Tarifas de Trump: Brasil é o maior perdedor; UE e China reagem
Donald Trump impôs novas tarifas a 60 países, alegando combate ao trabalho forçado. O Brasil é apontado como o maior perdedor, com aumento significativo em suas tarifas efetivas. A União Europeia e a China reagiram com críticas, enquanto o Brasil considera medidas de reciprocidade.

O ex-presidente dos Estados Unidos, Donald Trump, implementou uma nova estratégia de tarifas, impondo sobretaxas a cerca de 60 economias sob a alegação de falhas no combate ao trabalho forçado. A medida, que visa substituir uma tarifa anterior que expirou, reflete a filosofia de Trump de priorizar a produção nacional em detrimento do consumo de produtos estrangeiros. Essa política tarifária, no entanto, tem dividido o cenário comercial global, com alguns países se beneficiando e outros sofrendo impactos negativos significativos.

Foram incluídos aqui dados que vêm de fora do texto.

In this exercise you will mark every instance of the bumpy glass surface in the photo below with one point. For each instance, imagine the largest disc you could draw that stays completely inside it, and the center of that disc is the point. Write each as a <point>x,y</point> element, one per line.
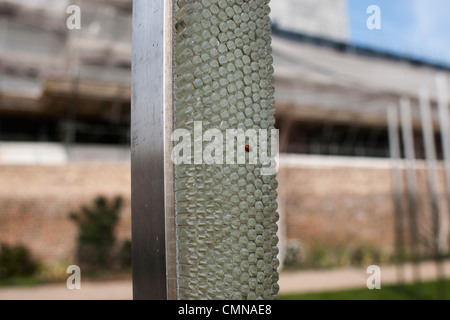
<point>226,214</point>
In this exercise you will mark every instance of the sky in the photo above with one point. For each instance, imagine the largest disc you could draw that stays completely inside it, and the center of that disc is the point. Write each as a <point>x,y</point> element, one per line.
<point>418,29</point>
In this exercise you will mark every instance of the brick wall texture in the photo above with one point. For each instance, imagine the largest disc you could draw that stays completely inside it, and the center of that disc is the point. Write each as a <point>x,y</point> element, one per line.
<point>321,205</point>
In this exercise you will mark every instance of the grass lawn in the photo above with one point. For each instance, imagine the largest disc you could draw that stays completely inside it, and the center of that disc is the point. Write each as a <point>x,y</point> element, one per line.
<point>425,291</point>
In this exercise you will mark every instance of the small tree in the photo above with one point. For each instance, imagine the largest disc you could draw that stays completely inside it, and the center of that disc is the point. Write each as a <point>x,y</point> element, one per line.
<point>16,261</point>
<point>96,236</point>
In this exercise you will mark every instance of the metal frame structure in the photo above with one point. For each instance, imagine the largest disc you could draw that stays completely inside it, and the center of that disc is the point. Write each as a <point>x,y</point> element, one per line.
<point>153,222</point>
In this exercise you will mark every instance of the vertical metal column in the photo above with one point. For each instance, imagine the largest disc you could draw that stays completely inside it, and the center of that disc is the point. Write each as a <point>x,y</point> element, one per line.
<point>397,188</point>
<point>444,122</point>
<point>153,226</point>
<point>411,183</point>
<point>430,153</point>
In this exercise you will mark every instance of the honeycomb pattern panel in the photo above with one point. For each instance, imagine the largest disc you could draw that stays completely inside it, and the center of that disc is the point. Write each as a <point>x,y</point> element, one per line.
<point>226,212</point>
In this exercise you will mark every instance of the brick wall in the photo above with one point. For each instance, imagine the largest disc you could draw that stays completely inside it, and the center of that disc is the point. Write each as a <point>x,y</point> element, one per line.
<point>35,202</point>
<point>322,203</point>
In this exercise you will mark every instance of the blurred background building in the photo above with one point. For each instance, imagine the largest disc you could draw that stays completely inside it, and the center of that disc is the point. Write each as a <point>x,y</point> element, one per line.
<point>65,124</point>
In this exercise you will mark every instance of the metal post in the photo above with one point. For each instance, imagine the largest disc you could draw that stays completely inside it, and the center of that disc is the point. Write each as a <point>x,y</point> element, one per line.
<point>153,231</point>
<point>444,122</point>
<point>411,184</point>
<point>187,62</point>
<point>430,152</point>
<point>397,188</point>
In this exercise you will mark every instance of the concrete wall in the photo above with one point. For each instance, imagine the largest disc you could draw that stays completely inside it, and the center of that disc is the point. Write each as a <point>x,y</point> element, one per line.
<point>324,18</point>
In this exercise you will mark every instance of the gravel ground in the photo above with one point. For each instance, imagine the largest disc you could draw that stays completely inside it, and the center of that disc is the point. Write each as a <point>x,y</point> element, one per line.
<point>290,282</point>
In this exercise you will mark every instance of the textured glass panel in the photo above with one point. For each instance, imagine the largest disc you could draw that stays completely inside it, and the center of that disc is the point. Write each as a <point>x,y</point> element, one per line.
<point>226,213</point>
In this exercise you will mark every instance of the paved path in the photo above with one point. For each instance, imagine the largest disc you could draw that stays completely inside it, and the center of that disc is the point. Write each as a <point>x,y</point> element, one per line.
<point>290,282</point>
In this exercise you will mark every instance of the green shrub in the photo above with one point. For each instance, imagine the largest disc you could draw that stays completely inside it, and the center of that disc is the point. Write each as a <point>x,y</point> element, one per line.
<point>16,261</point>
<point>96,236</point>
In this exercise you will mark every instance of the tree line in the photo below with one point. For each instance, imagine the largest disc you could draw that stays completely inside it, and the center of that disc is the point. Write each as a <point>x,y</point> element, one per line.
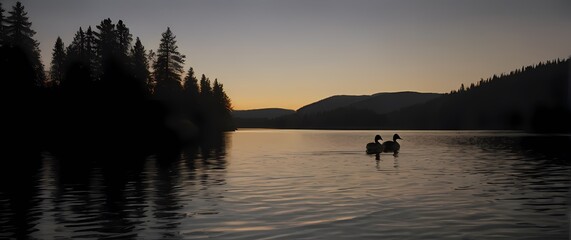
<point>103,84</point>
<point>534,98</point>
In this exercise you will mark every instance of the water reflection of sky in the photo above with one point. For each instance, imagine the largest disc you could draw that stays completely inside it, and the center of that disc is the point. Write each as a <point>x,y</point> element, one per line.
<point>296,184</point>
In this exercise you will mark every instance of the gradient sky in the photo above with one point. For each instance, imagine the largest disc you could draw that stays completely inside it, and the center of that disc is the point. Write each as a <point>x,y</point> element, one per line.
<point>289,53</point>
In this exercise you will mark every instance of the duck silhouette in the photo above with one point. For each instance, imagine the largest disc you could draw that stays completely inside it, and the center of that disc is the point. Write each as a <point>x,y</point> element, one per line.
<point>375,147</point>
<point>392,146</point>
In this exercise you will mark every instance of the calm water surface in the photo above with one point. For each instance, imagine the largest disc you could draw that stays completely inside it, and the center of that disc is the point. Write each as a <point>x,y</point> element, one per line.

## Brasil Sofre o Maior Impacto
No rol de países afetados, o Brasil se destaca como o maior perdedor. Uma análise do Financial Times, citada na fonte, indica que enquanto algumas nações europeias, como França, Reino Unido, Alemanha e Espanha, viram suas taxas efetivas diminuírem, o Brasil experimentou o maior salto. Segundo o Global Trade Alert (GTA), uma iniciativa suíça de monitoramento do comércio exterior, a tarifa efetiva sobre produtos brasileiros subiu para 18,89%, um aumento de 17,7 pontos percentuais desde o fim do mandato de Joe Biden. Essa elevação é superior à registrada pela China no mesmo período. O governo brasileiro, por meio de nota, criticou a decisão, afirmando que o Escritório do Representante de Comércio dos EUA (USTR) "optou por manipular tema caro aos direitos humanos e à luta dos trabalhadores em todo o mundo". O Brasil considera a possibilidade de acionar a Lei de Reciprocidade.
## Reações Internacionais e Contexto da Semana
A União Europeia classificou o anúncio como uma "surpresa negativa" e manifestou intenção de pedir esclarecimentos a Washington. Kaja Kallas, chefe da diplomacia do bloco, contestou as acusações, afirmando que as leis trabalhistas europeias garantem boas condições e férias remuneradas, o que, segundo ela, não encontra respaldo nas alegações americanas. Trump também ameaçou investigar o bloco após uma multa de US$ 1 bilhão aplicada ao Google por violação da Lei de Mercados Digitais. A China, alvo frequente de políticas americanas, limitou-se a declarar oposição às tarifas unilaterais, sem indicar retaliações imediatas, mas a expectativa é de negociações em encontros futuros. O Canadá e o Japão também expressaram descontentamento com as novas medidas, buscando garantias de que as tarifas estejam em conformidade com acordos comerciais prévios.
Esta rodada de tarifas faz parte de uma "semana de anúncios em série", que incluiu sobretaxas sobre produtos brasileiros a partir de 15 de um mês anterior, tarifas sobre itens canadenses e sobretaxas em genéricos, com um anúncio tarifário a cada dois dias. A justificativa americana para as sobretaxas é que a importação de produtos de países com práticas de trabalho forçado cria uma competição desleal para os fabricantes locais.